Lebesgue measure of $\{ u \ge \epsilon\}$

Question

Let $$u(x) := \sum_{n=1}^\infty \frac{1}{n^2(n+1)} 1_{(n,2n]}(x),$$ and show that for any $\epsilon > 0$, $\lambda(\{x \ | \ u(x) \ge \epsilon \}) \le 1/\epsilon$.

Any suggestions?

Answer 1

Assuming that $x$ is positive and large, $$ u(x) = \sum_{\substack{n\geq\frac{x}{2}\\ n<x}}\frac{1}{n^2(n+1)}\approx \int_{x/2}^{x}\frac{dz}{z^2(z+1)}=\frac{1}{x}+\log(1+x)-\log(2+x)\approx\frac{3}{2x^2}. $$ Moreover, $u(x)$ is non-negative and Lebesgue integrable over $\mathbb{R}^+$. Since: $$ \int_{0}^{+\infty}u(x)\,dx = \sum_{n\geq 1}\frac{1}{n(n+1)} = \sum_{n\geq 1}\left(\frac{1}{n}-\frac{1}{n+1}\right)= 1 $$ your bound follows from Markov's inequality.

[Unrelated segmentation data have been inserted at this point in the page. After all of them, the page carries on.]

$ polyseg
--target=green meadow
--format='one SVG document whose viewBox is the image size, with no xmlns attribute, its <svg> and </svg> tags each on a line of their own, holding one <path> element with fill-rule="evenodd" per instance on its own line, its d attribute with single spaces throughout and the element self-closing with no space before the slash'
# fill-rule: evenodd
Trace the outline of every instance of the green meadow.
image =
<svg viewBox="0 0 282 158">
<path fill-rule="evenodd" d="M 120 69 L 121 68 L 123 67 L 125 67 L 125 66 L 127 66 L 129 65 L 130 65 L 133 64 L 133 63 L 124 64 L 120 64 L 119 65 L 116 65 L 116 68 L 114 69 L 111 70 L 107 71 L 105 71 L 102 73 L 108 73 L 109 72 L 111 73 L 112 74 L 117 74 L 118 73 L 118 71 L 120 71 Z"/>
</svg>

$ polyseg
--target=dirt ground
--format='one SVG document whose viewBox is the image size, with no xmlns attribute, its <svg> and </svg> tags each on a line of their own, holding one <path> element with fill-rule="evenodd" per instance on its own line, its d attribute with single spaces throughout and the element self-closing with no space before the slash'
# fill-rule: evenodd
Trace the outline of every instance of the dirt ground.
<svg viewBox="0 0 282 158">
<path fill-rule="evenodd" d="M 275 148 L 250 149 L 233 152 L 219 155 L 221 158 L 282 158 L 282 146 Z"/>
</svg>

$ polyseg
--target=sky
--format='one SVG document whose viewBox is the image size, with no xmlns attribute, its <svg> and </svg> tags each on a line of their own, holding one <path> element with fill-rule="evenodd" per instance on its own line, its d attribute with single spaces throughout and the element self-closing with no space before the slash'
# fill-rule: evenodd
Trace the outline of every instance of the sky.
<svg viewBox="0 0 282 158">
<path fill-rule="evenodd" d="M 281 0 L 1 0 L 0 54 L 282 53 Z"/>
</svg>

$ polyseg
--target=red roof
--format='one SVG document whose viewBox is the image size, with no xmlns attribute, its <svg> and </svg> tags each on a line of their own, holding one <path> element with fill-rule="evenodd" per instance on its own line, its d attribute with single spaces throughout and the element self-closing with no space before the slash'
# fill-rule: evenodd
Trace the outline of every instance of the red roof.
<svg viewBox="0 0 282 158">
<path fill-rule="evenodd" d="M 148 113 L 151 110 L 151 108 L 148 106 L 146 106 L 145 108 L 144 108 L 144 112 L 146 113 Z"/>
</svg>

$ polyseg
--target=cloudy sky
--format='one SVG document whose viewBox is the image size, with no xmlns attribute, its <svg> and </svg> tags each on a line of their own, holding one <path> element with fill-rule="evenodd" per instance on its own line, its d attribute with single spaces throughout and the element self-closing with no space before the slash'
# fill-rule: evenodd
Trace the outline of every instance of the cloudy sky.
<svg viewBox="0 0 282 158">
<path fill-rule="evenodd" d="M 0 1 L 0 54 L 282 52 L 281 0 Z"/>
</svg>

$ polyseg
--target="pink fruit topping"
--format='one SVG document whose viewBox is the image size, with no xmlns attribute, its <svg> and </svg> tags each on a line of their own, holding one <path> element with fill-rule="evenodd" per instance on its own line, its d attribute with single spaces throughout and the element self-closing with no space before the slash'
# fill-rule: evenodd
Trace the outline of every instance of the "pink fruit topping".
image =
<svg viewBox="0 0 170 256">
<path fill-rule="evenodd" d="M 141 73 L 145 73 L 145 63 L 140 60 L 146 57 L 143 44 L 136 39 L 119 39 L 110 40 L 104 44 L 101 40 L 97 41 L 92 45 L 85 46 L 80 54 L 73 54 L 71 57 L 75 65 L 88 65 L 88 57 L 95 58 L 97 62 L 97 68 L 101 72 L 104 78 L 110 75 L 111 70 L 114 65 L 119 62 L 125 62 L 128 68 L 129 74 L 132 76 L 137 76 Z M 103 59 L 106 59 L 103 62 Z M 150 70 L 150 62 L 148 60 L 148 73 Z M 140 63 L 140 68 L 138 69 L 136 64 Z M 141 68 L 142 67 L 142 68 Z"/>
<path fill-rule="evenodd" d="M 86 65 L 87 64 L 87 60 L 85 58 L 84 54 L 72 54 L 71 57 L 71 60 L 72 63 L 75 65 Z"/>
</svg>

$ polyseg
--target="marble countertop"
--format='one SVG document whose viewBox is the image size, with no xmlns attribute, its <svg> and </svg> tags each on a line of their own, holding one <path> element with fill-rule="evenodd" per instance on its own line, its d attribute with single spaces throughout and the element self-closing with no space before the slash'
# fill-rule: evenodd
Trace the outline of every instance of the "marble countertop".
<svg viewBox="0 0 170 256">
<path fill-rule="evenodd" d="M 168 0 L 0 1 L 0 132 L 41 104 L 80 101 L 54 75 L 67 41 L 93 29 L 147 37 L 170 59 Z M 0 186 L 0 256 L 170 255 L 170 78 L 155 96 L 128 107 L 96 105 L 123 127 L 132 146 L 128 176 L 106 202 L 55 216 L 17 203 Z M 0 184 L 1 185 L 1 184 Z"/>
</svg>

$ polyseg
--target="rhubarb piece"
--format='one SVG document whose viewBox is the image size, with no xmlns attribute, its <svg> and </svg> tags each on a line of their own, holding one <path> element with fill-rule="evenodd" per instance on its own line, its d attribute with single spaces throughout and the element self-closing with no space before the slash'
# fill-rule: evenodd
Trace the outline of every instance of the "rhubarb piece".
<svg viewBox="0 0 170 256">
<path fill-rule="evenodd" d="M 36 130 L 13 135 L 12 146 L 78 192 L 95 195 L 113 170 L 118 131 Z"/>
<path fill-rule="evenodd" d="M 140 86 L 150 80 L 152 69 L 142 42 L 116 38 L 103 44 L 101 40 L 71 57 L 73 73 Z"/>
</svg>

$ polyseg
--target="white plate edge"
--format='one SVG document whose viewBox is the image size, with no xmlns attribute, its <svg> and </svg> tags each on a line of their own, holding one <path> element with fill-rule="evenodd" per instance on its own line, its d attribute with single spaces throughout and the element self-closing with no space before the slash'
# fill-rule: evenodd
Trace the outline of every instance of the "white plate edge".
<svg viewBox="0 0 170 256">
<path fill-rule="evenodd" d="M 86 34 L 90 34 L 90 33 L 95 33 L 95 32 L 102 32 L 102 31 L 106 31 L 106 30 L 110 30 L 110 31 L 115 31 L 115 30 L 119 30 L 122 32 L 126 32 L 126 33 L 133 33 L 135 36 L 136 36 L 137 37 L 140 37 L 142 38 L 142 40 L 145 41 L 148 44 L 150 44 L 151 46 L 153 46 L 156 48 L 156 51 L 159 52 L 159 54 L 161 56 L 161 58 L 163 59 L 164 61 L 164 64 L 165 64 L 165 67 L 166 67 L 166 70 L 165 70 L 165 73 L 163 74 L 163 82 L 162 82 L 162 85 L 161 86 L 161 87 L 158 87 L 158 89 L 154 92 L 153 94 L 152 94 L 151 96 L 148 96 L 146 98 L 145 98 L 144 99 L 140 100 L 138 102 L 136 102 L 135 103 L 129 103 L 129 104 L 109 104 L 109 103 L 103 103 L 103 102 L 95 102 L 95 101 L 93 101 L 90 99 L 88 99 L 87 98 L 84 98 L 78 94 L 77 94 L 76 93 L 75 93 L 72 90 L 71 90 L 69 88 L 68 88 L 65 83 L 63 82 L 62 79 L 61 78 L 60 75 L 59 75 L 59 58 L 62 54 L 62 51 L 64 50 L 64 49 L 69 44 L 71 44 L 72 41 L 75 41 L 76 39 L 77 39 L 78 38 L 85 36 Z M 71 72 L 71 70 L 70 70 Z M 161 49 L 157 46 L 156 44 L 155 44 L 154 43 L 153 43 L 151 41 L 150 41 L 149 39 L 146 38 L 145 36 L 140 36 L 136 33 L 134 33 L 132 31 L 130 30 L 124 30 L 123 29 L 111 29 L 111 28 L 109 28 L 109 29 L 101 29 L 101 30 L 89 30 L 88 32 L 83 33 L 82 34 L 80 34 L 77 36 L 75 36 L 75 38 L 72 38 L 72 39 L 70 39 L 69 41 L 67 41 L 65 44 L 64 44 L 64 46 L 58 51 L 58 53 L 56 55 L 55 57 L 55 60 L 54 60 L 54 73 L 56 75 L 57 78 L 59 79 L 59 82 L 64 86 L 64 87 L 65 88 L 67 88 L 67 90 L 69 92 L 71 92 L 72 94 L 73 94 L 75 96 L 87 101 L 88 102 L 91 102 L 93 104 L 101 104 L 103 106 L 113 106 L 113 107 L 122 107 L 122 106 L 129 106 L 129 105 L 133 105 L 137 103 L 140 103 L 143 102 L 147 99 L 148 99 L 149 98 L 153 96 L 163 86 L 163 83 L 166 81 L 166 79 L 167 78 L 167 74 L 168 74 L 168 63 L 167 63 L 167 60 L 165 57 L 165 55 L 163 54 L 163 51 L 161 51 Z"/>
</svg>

We may also compute:

$$ \|u\|_{L^2(\mathbb{R}^+)}^2=\sum_{n\geq 1}\frac{1}{n^3(n+1)^2}+2\sum_{n=1}^{+\infty}\sum_{\substack{m<n\\ m\geq\frac{n}{2}}}\frac{2m-n}{n^2 m^2(n+1)(m+1)}$$ and get a slightly better bound from Chebyshev's inequality.